It’s the question posed and grappled by many modern humans: “How do you make a marriage work?” To most people, marriage is a rightfully intimidating concept. It’s a lifelong commitment to someone, meaning your trials and tribulations are going to be shared with another person. As great as that can sometimes be, it can also be pretty scary and boding. Taking each other for granted can lead to an unhappy marriage, and possibly a messy divorce. The last thing you ever want to wonder is how did you go from being two sing-songy lovebirds to deciding on who gets the kids on weekends?
In fact, according to John Gottman, psychologist and author of The Seven Principles for Making Marriage Work, happy marriages are actually better for your health. Those in unhappy marriages have been found to have a greater risk of getting sick, and have shorter lives than those who are happily married by up to eight years, most likely from the wear and tear on their mental and emotional health.
Let’s face it, the pressure that comes with marriage is high because it’s the foundation for many pillars in life: kids, finances, work stress, you name it. How is it possible for two people to agree on the same thing every single time?
Well, the simple answer is: they won’t. This isn’t always bad news, though. “These missions come down to attaining a rich understanding between partners that will allow both of them to feel safe and secure in the relationship,” Gottman writes.
“Happy married folks,” as he continues, “have hit upon a dynamic that keeps their negative thoughts and feelings about each other (which all couples have) from overwhelming their positive ones,” Gottman writes. “Rather than creating a climate of disagreement and resistance, they embrace each other’s needs.”

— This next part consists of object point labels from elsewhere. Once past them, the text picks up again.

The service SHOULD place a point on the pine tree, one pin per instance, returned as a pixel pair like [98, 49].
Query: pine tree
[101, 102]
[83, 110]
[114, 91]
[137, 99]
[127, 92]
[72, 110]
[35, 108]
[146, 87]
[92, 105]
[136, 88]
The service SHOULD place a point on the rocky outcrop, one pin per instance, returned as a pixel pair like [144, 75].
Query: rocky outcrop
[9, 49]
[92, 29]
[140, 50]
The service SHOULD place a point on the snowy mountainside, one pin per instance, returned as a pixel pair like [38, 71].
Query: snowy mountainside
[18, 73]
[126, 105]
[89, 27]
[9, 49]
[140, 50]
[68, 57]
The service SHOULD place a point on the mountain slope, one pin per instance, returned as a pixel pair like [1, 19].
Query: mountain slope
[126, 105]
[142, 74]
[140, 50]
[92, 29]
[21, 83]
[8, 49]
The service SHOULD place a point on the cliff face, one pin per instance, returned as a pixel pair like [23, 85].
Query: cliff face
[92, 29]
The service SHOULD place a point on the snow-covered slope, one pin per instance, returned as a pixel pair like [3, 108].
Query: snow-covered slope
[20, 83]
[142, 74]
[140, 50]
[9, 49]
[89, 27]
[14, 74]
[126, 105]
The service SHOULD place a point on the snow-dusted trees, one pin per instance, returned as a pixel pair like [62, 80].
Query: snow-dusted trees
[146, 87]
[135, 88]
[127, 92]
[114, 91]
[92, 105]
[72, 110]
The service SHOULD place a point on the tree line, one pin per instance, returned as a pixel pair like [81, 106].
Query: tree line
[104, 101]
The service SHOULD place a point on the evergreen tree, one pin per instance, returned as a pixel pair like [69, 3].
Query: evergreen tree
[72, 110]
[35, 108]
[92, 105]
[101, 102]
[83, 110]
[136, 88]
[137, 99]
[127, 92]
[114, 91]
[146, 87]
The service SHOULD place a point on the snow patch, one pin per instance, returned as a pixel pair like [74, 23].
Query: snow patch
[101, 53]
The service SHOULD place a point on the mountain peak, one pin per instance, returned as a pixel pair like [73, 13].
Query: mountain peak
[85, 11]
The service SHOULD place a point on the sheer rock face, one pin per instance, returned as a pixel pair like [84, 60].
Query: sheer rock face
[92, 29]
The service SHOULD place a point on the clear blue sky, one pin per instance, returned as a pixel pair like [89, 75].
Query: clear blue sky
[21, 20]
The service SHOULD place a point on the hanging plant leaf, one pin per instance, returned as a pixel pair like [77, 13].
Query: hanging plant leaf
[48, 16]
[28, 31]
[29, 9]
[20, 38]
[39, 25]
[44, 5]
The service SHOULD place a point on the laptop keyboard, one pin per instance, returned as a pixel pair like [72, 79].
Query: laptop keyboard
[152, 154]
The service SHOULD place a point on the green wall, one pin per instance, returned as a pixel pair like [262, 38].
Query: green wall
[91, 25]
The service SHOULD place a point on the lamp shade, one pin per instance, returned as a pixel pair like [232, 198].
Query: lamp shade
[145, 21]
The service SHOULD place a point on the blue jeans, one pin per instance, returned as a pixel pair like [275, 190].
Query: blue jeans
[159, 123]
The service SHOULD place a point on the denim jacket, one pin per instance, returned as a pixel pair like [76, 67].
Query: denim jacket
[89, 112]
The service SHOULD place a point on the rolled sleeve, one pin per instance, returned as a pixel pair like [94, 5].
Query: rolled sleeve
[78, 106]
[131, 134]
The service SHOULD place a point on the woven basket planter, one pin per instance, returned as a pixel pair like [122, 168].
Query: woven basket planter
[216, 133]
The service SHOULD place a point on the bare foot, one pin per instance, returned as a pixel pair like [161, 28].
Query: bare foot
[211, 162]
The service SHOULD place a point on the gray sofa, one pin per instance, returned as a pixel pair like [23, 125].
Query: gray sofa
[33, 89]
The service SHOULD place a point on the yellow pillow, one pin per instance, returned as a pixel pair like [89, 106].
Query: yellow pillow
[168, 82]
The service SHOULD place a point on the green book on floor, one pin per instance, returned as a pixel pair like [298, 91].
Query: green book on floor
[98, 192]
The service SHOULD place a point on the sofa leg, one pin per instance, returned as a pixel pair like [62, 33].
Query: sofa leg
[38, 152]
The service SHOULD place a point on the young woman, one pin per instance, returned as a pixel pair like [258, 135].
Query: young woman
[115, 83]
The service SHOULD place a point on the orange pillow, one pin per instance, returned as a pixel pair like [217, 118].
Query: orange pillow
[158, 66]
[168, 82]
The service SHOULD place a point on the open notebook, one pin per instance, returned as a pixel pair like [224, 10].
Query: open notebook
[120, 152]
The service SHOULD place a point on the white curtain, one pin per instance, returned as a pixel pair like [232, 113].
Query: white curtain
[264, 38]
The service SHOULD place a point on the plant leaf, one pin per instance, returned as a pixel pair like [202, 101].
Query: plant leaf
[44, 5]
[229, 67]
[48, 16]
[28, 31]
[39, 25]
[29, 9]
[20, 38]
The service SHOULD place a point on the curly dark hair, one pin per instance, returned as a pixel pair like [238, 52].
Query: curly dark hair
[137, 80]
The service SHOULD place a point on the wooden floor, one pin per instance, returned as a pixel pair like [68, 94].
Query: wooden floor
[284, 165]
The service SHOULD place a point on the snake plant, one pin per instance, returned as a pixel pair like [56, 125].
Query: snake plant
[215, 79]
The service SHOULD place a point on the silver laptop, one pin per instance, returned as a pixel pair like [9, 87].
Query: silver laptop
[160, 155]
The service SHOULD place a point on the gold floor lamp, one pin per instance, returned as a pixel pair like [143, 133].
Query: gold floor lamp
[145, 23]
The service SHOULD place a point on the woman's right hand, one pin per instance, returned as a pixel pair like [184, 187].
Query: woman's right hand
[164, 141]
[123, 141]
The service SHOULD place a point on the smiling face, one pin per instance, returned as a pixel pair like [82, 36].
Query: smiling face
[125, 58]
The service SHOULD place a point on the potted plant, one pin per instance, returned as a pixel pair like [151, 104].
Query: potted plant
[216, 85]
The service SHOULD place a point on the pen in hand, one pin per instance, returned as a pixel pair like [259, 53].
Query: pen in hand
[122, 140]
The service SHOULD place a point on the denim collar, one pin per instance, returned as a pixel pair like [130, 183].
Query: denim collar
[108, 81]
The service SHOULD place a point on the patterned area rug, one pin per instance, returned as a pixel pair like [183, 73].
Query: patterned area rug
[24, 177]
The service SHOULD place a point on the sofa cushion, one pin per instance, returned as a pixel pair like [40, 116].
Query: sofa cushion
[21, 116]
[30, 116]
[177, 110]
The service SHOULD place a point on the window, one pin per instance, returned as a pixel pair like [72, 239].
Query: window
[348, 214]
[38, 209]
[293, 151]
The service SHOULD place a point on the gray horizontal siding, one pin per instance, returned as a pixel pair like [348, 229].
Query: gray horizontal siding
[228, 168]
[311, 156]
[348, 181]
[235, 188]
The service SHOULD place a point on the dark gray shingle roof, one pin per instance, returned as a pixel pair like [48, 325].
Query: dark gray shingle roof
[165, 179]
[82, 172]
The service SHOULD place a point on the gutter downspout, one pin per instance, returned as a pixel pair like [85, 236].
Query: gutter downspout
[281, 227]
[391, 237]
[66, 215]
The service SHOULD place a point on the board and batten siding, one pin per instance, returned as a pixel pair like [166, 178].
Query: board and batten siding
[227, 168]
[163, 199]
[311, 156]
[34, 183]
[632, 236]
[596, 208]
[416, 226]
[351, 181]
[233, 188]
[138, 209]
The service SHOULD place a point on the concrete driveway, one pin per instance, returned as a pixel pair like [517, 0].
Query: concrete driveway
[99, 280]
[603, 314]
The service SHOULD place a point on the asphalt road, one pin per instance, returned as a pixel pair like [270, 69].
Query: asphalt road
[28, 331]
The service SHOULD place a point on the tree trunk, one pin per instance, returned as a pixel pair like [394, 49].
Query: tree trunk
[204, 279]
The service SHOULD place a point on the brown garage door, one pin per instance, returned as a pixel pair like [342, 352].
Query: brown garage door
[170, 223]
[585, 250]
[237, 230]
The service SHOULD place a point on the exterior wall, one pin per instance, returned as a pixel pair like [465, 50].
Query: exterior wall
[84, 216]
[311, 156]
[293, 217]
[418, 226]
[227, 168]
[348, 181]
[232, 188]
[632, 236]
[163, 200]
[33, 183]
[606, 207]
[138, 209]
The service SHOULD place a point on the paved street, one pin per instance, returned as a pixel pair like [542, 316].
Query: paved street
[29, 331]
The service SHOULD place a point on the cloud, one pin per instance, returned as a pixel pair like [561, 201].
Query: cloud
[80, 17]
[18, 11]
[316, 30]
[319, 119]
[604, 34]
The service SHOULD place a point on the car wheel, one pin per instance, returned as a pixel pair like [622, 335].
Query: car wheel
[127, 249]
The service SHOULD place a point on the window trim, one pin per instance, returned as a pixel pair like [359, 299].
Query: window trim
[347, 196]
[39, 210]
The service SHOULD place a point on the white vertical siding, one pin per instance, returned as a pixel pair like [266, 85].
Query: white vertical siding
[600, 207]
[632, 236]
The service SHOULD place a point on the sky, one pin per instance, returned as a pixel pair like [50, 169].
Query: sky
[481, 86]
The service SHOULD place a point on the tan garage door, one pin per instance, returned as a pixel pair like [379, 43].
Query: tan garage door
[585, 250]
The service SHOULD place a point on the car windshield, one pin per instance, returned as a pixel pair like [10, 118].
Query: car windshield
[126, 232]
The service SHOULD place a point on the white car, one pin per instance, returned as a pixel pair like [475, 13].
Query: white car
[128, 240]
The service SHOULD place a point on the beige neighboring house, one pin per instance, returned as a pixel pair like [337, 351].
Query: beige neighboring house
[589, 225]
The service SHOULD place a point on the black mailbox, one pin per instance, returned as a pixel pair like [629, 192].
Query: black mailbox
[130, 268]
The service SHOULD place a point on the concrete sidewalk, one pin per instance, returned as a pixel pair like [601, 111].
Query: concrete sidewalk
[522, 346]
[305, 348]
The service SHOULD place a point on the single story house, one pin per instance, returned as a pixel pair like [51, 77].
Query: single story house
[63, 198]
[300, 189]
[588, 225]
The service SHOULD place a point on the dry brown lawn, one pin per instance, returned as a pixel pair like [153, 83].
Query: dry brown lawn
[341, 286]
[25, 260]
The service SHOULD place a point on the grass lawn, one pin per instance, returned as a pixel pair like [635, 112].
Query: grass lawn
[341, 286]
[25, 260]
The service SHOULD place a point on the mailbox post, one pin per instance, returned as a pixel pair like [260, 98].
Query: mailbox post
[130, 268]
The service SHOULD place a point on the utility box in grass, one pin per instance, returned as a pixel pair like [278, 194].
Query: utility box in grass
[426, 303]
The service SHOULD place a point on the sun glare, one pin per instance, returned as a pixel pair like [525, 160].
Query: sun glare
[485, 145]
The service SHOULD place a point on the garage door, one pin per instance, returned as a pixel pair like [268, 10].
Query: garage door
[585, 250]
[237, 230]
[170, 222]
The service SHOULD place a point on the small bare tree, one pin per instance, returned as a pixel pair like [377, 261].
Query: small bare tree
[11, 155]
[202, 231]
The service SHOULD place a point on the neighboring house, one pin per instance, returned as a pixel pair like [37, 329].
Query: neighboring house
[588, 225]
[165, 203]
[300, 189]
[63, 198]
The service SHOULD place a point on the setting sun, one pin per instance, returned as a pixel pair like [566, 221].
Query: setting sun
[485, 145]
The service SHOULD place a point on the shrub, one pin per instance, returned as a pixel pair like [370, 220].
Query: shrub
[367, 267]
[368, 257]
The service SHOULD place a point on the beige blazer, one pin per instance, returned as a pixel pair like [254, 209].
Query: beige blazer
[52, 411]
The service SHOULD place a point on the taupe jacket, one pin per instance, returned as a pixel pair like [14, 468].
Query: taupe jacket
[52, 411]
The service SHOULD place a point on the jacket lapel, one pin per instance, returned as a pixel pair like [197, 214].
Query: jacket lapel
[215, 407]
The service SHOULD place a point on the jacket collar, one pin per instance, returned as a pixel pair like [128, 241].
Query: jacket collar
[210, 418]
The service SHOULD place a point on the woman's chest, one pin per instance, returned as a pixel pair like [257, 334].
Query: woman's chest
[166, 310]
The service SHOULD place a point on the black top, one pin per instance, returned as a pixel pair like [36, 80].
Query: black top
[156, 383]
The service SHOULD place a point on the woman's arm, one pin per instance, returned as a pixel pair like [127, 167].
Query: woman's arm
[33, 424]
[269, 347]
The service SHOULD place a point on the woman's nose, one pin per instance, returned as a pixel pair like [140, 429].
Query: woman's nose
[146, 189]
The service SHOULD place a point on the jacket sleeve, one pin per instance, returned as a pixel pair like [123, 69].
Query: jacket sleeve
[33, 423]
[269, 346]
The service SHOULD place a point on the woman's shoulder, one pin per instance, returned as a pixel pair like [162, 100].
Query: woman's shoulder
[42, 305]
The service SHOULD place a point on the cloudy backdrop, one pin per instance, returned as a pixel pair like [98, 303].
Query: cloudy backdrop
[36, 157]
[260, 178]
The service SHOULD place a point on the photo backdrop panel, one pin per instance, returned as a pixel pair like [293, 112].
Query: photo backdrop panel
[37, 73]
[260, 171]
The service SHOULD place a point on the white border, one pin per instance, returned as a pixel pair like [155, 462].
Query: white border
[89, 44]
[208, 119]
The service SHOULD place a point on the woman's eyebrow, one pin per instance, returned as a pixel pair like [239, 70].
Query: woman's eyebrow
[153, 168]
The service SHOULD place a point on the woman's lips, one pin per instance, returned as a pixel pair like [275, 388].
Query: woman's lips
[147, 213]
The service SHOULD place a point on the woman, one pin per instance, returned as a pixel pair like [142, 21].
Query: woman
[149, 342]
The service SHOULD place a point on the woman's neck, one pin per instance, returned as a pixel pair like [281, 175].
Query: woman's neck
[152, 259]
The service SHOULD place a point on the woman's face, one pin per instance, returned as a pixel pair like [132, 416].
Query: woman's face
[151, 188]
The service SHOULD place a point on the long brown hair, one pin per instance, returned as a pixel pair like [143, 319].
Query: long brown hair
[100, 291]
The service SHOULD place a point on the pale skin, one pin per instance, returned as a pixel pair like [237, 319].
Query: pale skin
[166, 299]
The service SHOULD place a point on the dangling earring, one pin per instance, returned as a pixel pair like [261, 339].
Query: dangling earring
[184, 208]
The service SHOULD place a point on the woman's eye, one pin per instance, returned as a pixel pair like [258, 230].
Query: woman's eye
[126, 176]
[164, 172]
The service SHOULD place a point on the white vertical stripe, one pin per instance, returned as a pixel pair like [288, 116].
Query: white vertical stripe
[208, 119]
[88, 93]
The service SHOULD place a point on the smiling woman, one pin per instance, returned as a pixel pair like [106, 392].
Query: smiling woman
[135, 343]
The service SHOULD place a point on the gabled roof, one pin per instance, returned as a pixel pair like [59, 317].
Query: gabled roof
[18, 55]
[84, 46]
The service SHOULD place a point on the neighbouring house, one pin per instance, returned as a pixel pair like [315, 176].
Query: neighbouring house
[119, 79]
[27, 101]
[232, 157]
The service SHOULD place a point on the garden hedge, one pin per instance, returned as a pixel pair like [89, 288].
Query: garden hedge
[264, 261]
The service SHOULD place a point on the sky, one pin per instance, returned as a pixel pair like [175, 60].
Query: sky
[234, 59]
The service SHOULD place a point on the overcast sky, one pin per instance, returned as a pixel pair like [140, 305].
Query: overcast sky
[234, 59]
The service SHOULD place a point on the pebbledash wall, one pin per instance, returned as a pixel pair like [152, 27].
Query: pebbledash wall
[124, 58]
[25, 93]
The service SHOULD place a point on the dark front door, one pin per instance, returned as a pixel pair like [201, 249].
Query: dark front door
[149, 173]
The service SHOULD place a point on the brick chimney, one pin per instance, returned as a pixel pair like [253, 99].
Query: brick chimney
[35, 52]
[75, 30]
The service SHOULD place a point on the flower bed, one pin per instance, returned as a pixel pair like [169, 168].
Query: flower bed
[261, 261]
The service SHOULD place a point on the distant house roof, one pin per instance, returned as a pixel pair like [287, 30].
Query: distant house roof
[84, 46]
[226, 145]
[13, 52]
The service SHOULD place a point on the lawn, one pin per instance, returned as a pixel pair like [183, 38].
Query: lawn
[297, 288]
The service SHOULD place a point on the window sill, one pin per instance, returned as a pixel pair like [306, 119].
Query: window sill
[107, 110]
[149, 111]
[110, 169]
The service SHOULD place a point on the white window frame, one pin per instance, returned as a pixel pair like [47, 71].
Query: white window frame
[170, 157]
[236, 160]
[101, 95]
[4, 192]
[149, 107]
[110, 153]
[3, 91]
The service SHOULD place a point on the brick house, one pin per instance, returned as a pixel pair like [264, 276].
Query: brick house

With that being said, there are a few hot spots that Gottman believes will ultimately arise in every marriage. If the partners don’t recognize each other’s differences when it comes to handling these keystones, then the union could fall apart. So, here’s how Gottman suggests people deal with a few of these common relationship milestones. In the end, you guys will come out stronger than ever.
The issue: Dealing with money so that both partners feel secure and empowered by their financial freedom.
The solution: It doesn’t matter if you’re swimming in dough or if you’re living paycheck to paycheck, money is going to cause a conflict between you and your partner sooner or later. At its core, money is symbolic of emotional needs, like power and safety. Gottman suggests that couples continuously work on a budget together so that everyone’s needs are both known and met. “Make sure you don’t end up with a budget that forces martyrdom on either of you,” he warns. “This will only build resentment.” Start off the budget-building by breaking down everything you’re spending and then seeing how it affects your financial future.
The issue: Creating a sense of fairness and teamwork when it comes to housework.
The solution: The traditional archetypical dynamic of household chores is that the wife ends up taking care of the bulk of the work, and the husband overestimates the amount of work he does. In order to avoid a conflict of this sort, couples need to understand that housework is a team effort. Figuring out how much slack actually needs to be picked up differs for every couple. But the overall issue requires that both partners sit down, go over an itemized list of household chores, and address their expectations. The most important part (other than finally picking up a broom), is that neither party feels unappreciated or unsupported. If the wife doesn’t feel like the husband is pulling his weight and the husband feels as though his wife is nagging him all the time, resentment can start to build, and that’s going to cause problems elsewhere in the relationship.
The issue: Both parties need to feel appreciated and accepting of each other’s needs.
The solution: Sex is a vulnerable moment for anyone. This area has the highest potential for embarrassment, hurt, and rejection within a relationship. For starters, sexual satisfaction (for everyone in the marriage) should be a priority, even if you have kids and high-stress jobs. This starts with communication and trust, which isn’t easy when it comes to something like sex. “Learn to talk to each other about sex in a way that lets each partner feel safe,” Gottman writes. This means being gentle and positive about each other’s needs and avoiding criticisms. This also means not taking things personally, even though sex is pretty intimate. What your partner likes or doesn’t like isn’t a direct criticism of you. Finally, both people should compromise and work together to find out what works for both of you. Remember, it’s not a one-time conversation. It’s ongoing—and worth it.